As for the "ongoing thread" aspect, that's just because DSC is a serialized show instead of an episodic one. It's still essentially telling just one big story per season, so it's kind of the equivalent of using the tech in just one episode.
Besides, how many years do you suppose were spent developing Genesis or the soliton wave drive before it was abandoned? Just because we only saw the end of the process onscreen doesn't mean it didn't go on longer.
I have a much bigger problem with the portrayal of Section 31 as a widely known entity. I can buy something being abandoned; it's harder to buy that people forgot it ever existed in the first place.
And it makes warp drive, a major plot point in all of Star Trek obsolete basically. It's big enough that I think a reasonable person would think they could eventually make it 'safe to use'.
It has the potential to destroy the entire multiverse. I don't think any sane civilization would be willing to risk that. There's probably some kind of test ban treaty like for polaric ion power. (The same probably explains why Genesis was abandoned.)
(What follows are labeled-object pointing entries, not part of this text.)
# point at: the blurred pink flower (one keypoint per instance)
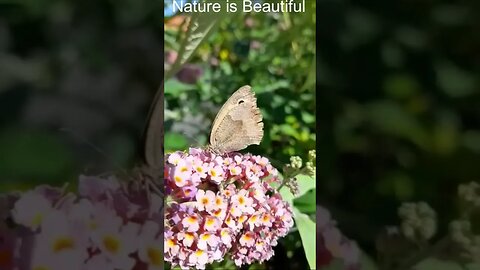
(31, 217)
(230, 213)
(331, 243)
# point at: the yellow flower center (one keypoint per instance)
(155, 256)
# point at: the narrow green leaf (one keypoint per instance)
(201, 26)
(305, 184)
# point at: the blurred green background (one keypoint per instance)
(88, 67)
(398, 109)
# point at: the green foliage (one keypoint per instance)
(275, 54)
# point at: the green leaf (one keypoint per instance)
(201, 26)
(305, 184)
(307, 229)
(175, 141)
(307, 203)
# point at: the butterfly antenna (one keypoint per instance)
(95, 148)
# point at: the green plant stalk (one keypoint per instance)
(177, 64)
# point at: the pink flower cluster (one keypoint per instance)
(219, 205)
(108, 226)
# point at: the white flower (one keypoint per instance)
(116, 241)
(59, 245)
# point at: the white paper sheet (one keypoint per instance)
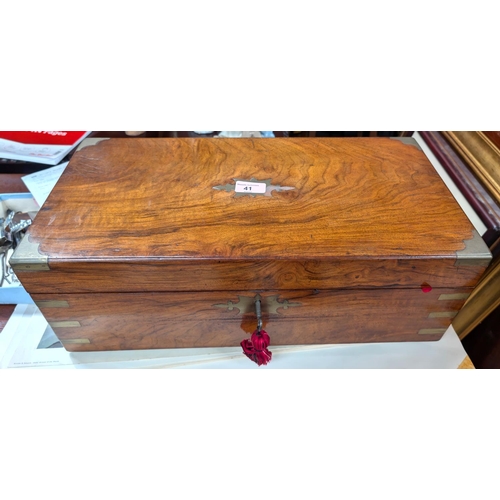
(41, 183)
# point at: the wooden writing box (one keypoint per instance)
(144, 243)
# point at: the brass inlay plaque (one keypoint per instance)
(443, 314)
(52, 303)
(454, 296)
(431, 331)
(246, 305)
(64, 324)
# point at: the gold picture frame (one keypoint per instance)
(483, 301)
(481, 154)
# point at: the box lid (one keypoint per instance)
(214, 214)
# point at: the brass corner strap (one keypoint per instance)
(475, 253)
(27, 257)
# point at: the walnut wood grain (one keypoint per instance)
(358, 204)
(206, 275)
(175, 320)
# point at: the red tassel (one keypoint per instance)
(256, 348)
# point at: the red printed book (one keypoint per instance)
(47, 147)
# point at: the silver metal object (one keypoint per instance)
(475, 253)
(268, 305)
(27, 257)
(258, 313)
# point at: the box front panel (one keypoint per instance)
(127, 321)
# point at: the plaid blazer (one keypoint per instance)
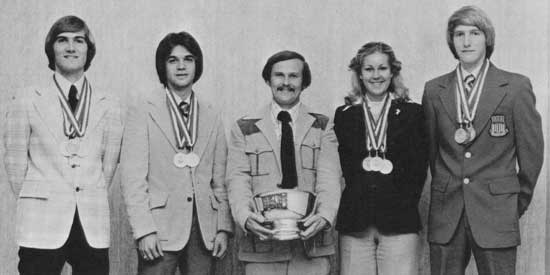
(48, 187)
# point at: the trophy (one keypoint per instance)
(284, 209)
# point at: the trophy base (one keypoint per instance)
(286, 229)
(286, 236)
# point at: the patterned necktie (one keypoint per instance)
(73, 101)
(469, 83)
(185, 108)
(288, 161)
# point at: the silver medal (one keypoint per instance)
(461, 136)
(387, 167)
(376, 163)
(367, 164)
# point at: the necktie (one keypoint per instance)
(288, 161)
(73, 101)
(185, 108)
(469, 81)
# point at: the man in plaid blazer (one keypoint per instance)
(62, 143)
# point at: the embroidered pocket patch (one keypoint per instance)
(498, 126)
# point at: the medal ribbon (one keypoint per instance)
(466, 108)
(376, 130)
(185, 129)
(78, 121)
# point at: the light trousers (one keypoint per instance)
(371, 252)
(300, 264)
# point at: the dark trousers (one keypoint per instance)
(193, 259)
(84, 259)
(453, 258)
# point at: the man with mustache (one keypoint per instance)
(482, 124)
(62, 143)
(282, 146)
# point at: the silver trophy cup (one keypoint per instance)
(283, 209)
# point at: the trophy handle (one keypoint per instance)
(267, 224)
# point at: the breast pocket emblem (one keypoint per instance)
(498, 126)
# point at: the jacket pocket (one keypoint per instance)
(214, 202)
(506, 185)
(35, 190)
(440, 183)
(260, 160)
(157, 200)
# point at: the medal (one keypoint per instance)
(192, 159)
(180, 160)
(387, 167)
(367, 164)
(72, 147)
(461, 136)
(376, 136)
(471, 133)
(377, 163)
(75, 124)
(185, 130)
(466, 107)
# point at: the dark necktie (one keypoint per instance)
(184, 109)
(73, 101)
(288, 161)
(469, 81)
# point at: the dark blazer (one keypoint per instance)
(481, 178)
(388, 202)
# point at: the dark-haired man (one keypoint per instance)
(279, 147)
(173, 168)
(482, 123)
(62, 146)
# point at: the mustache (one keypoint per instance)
(287, 87)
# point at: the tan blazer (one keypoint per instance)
(48, 187)
(481, 178)
(159, 196)
(254, 167)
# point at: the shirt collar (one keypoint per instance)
(275, 109)
(475, 71)
(65, 84)
(179, 100)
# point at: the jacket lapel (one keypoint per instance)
(395, 119)
(158, 110)
(448, 95)
(303, 124)
(205, 126)
(266, 127)
(46, 103)
(491, 97)
(97, 109)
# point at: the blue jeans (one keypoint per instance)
(371, 252)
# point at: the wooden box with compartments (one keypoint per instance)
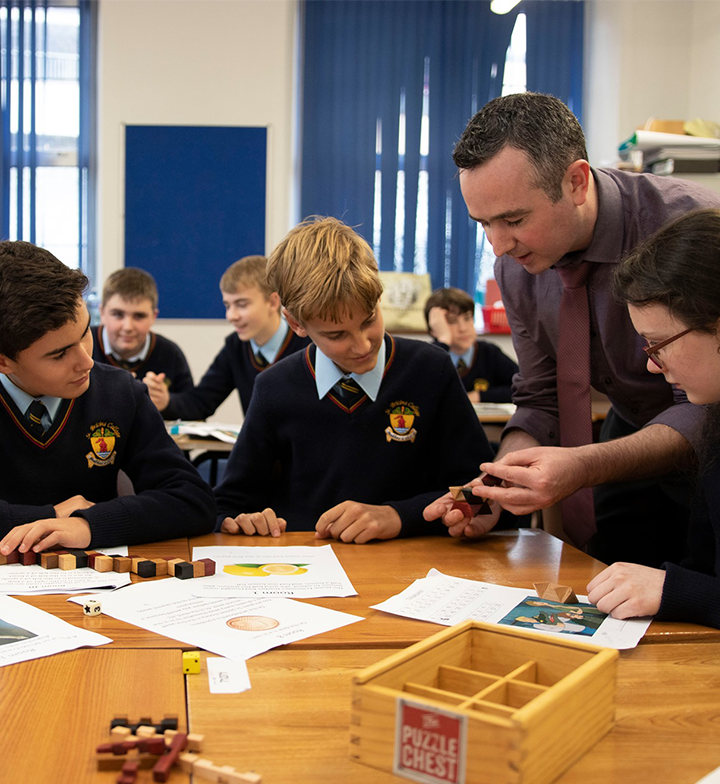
(483, 704)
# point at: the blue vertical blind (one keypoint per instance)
(45, 64)
(388, 87)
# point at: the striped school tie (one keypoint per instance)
(34, 415)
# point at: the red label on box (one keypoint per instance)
(429, 744)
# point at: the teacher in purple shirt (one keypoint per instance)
(525, 178)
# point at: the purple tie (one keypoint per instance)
(573, 383)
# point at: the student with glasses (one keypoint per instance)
(671, 285)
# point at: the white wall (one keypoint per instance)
(232, 62)
(220, 62)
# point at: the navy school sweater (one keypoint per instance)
(235, 367)
(113, 426)
(301, 456)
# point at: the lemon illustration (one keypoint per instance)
(283, 569)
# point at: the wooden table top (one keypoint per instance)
(59, 708)
(379, 570)
(299, 711)
(123, 635)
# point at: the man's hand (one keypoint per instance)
(538, 477)
(45, 534)
(264, 523)
(158, 389)
(66, 508)
(458, 524)
(627, 590)
(438, 324)
(351, 521)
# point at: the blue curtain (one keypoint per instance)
(363, 60)
(554, 56)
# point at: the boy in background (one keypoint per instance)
(261, 338)
(349, 436)
(125, 339)
(68, 426)
(486, 373)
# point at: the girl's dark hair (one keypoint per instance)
(678, 267)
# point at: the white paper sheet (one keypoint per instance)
(29, 633)
(226, 676)
(449, 600)
(237, 628)
(300, 572)
(17, 579)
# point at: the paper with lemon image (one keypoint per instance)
(298, 571)
(263, 570)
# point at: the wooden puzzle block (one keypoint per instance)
(67, 561)
(103, 563)
(191, 662)
(553, 592)
(81, 558)
(184, 570)
(172, 563)
(160, 566)
(10, 558)
(209, 566)
(121, 563)
(161, 769)
(48, 560)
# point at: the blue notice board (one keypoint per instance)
(194, 203)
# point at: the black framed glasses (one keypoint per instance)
(651, 351)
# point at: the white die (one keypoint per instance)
(92, 607)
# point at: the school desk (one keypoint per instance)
(57, 709)
(293, 725)
(379, 570)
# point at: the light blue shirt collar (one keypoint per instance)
(271, 348)
(22, 400)
(140, 356)
(327, 374)
(466, 357)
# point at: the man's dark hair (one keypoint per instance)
(540, 125)
(38, 294)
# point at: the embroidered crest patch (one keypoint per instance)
(102, 437)
(402, 415)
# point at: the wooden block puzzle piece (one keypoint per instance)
(191, 662)
(552, 592)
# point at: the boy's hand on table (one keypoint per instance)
(457, 523)
(158, 389)
(66, 508)
(352, 521)
(627, 590)
(45, 534)
(264, 523)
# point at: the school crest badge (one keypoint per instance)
(102, 437)
(402, 415)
I think the difference is the spore drive is used over and over again. With Genesis it was used once, the protomatter was revealed as a fatal flaw and it was never used again. You can infer that it was never used again because protomatter was required to make it work, making it unsafe. Even David in TSFS said "Genesis doesn't work..." If I remember correctly I think John Vornholt even went into that a bit with his Genesis Wave books. In a way, I think they rationalized why Genesis was a failed project pretty well. Protomatter, David saying it doesn't work...and then best of all the planetoid basically falls apart.
I actually find that much harder to buy as an explanation. As you say, in real life, people don't abandon a technology completely just because its first version is dangerously flawed; they find a way to make it safer. (Besides, what the hell is "protomatter" anyway? It's just a nonsense word, a particularly dumb bit of empty technobabble. It's always annoyed me.)
Heck, even if the protomatter thing explains why Genesis wasn't developed as a terraforming tool, it doesn't begin to explain why nobody pursued it as a weapon. That's what Kruge wanted it for, after all -- a way to develop planet-killer weapons. If that's your priority, then
Genesis still works. So that doesn't explain why it was abandoned. Hence my thinking that there must've been some kind of treaty ban on researching it.